I’m at HighEdWeb in Austin this week. Posts containing #heweb11 filled my personal social stream in the weeks leading up to this annual event that brings together web professionals in colleges and universities throughout the country.
Why all the frenzy? Why such anticipation? I’ve been a member of professional associations for as long as I can remember and I can’t think of any other associations that have been as useful or as directly tied to what I do to earn a living. Why?
Because “the web” can be a lonely business. And, frankly, we get by with a little help from our friends.
Anybody remember the time when the college/university website was considered supplemental? You had to have one, but it certainly wasn’t the flagship communication piece. Battle won, that hurdle behind us. Even so, the infrastructure needed to support the institutional web strategy is still developing.

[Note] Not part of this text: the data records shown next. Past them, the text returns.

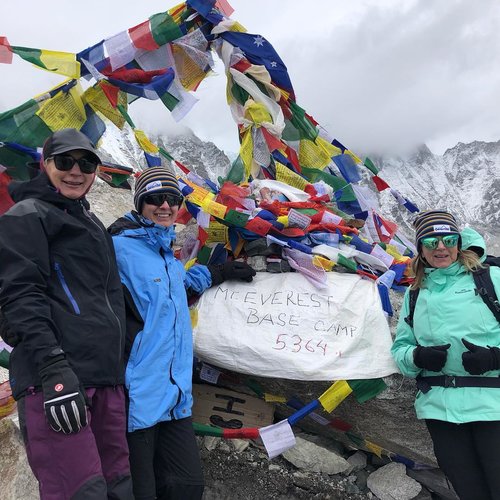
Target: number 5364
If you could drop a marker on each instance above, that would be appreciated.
(295, 343)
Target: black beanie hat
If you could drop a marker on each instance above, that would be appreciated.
(434, 223)
(154, 180)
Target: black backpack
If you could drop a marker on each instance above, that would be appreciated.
(484, 288)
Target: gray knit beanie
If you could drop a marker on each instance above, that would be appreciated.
(154, 180)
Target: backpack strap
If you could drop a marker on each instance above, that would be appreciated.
(485, 288)
(412, 302)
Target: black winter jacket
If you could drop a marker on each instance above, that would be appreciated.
(59, 287)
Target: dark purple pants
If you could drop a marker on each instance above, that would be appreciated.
(92, 464)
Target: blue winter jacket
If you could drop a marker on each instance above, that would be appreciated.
(159, 370)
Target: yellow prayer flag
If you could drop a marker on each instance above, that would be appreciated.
(271, 398)
(217, 233)
(198, 195)
(239, 28)
(312, 155)
(356, 159)
(62, 63)
(284, 174)
(257, 112)
(96, 98)
(64, 110)
(323, 262)
(144, 142)
(189, 73)
(214, 208)
(393, 251)
(189, 264)
(328, 147)
(283, 219)
(374, 448)
(333, 396)
(246, 152)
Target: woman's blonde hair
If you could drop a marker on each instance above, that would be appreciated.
(468, 258)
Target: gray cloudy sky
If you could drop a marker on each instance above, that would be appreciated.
(379, 75)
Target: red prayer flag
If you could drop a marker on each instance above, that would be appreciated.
(111, 92)
(242, 65)
(182, 167)
(294, 159)
(224, 7)
(141, 36)
(258, 226)
(134, 75)
(380, 184)
(5, 51)
(271, 141)
(202, 236)
(183, 216)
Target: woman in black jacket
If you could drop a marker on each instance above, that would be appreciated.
(61, 297)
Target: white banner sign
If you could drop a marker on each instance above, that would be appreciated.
(282, 326)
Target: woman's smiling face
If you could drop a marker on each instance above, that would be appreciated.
(441, 256)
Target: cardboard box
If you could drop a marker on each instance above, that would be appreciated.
(229, 409)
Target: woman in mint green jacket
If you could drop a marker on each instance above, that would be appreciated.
(452, 348)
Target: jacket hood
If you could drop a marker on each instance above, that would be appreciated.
(472, 240)
(41, 188)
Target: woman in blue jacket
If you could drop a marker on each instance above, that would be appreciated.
(452, 346)
(164, 455)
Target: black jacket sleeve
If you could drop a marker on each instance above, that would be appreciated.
(24, 273)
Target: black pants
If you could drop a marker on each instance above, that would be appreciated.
(165, 462)
(469, 455)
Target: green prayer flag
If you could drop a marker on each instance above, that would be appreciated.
(204, 255)
(236, 218)
(236, 173)
(165, 154)
(125, 115)
(31, 55)
(349, 264)
(364, 390)
(371, 166)
(315, 174)
(347, 194)
(240, 94)
(299, 119)
(164, 29)
(169, 100)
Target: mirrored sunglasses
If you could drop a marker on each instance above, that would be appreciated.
(160, 198)
(65, 163)
(432, 242)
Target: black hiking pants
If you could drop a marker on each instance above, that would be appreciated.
(165, 462)
(469, 456)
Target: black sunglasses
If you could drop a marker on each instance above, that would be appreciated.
(160, 198)
(66, 162)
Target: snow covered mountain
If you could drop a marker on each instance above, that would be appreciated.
(464, 180)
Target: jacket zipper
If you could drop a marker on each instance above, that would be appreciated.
(108, 303)
(66, 289)
(172, 380)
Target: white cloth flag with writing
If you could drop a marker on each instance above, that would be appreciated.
(280, 325)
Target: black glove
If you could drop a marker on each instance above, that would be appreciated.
(231, 271)
(8, 336)
(431, 358)
(63, 399)
(478, 360)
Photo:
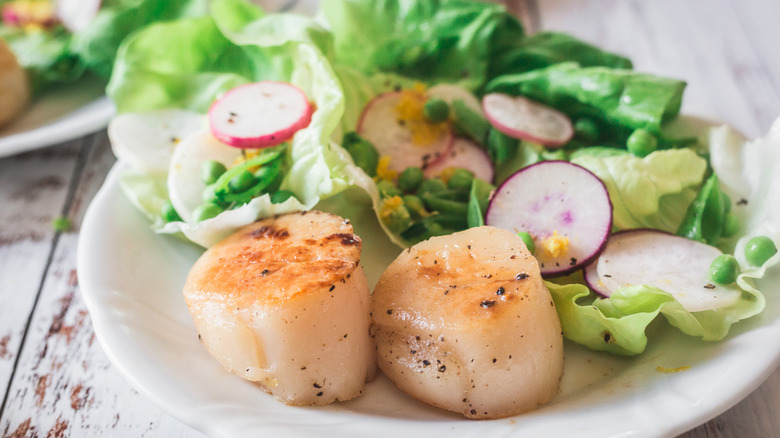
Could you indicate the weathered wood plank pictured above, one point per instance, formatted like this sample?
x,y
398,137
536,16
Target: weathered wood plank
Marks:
x,y
33,189
64,384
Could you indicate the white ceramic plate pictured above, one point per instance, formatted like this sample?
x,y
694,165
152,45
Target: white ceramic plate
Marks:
x,y
131,281
59,115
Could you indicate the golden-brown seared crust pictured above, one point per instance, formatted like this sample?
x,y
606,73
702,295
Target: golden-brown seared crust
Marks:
x,y
277,259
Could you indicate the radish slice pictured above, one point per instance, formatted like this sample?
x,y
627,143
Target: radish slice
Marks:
x,y
259,115
147,140
527,120
591,275
467,155
450,93
564,207
379,124
671,263
76,15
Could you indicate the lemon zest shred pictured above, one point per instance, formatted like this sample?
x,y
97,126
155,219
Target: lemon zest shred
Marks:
x,y
556,245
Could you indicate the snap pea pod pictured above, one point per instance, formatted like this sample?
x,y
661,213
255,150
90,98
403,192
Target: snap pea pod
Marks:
x,y
706,216
445,206
265,177
222,186
479,196
469,122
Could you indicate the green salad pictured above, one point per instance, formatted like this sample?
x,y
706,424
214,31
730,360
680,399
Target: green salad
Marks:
x,y
434,109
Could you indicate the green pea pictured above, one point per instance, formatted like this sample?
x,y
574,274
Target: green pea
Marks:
x,y
204,211
387,189
460,180
363,153
730,226
759,249
211,170
415,206
281,196
436,110
641,143
585,129
724,269
241,182
433,185
529,242
168,213
397,218
410,179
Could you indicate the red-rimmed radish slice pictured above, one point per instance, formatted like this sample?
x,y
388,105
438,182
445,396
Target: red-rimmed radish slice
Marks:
x,y
671,263
564,207
77,14
261,114
591,275
379,124
450,93
467,155
527,120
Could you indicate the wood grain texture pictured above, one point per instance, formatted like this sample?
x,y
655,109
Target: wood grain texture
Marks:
x,y
59,382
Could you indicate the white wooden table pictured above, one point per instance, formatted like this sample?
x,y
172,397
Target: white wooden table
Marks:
x,y
55,380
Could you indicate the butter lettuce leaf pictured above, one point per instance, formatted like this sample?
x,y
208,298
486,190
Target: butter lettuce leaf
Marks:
x,y
249,46
650,192
619,100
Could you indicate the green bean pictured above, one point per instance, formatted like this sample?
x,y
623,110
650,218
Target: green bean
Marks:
x,y
641,143
436,110
410,179
206,211
759,249
724,269
211,170
460,180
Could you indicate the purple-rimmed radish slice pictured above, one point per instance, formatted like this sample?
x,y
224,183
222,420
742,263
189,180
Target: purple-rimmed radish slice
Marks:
x,y
591,275
564,207
381,124
467,155
261,114
527,120
671,263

We’re still working to establish the discipline of web on our campuses.
I often meet individuals who refer to themselves as a “web team of one.” They are courageous and enthusiastic about what they do but, still, they face an isolating and challenging work environment because there is no one else who does what they do.
I still meet people who are leading (and nurturing) campus web teams. They are having some success, but their team members don’t yet have the right skill sets and competencies to take their work to the next level. And, what these teams advocate and accomplish is sometimes misunderstood and under appreciated by campus leadership.
I’m regularly asked by mStoner clients to share organizational structures, position descriptions, mission statements, and various and sundry reports from other colleges and universities. (Thanks to all of you who have provided them for the benefit of others!) Web professionals are hungry for data about how to make it happen well.
Enter HighEdWeb. It’s not just a conference, it’s a community.
For the web professional going solo, it provides colleagues. And not just people you exchange ideas with once a year. More often, the HighEdWeb conference is where you finally meet the person behind @putyournamehere for the first time. Because really, you already know each other because you’ve shared ideas, figured out solutions to problems, and provided mutual encouragement through social media.
For the web team with limited professional development funds, the HighEdWeb event provides a stream of content (live from #conferencelocation) that can be an exceptional resource even for those who had to miss it. Even if it wasn’t your turn to go this year, you still benefit because you can follow along.
For every higher education web professional, the conference offers a shot in the arm and, more importantly, a way to realize you’re not crazy. There’s nothing like an affinity group to make it clear that your highs, lows, struggles, and successes in the world we call .edu are shared by many. Some of the smartest people you’ll meet have been where you are. Cool thing is, they’re ready to share. They’ll save you some time, give you an idea, or teach you something you didn’t know. That’s what all the frenzy’s about.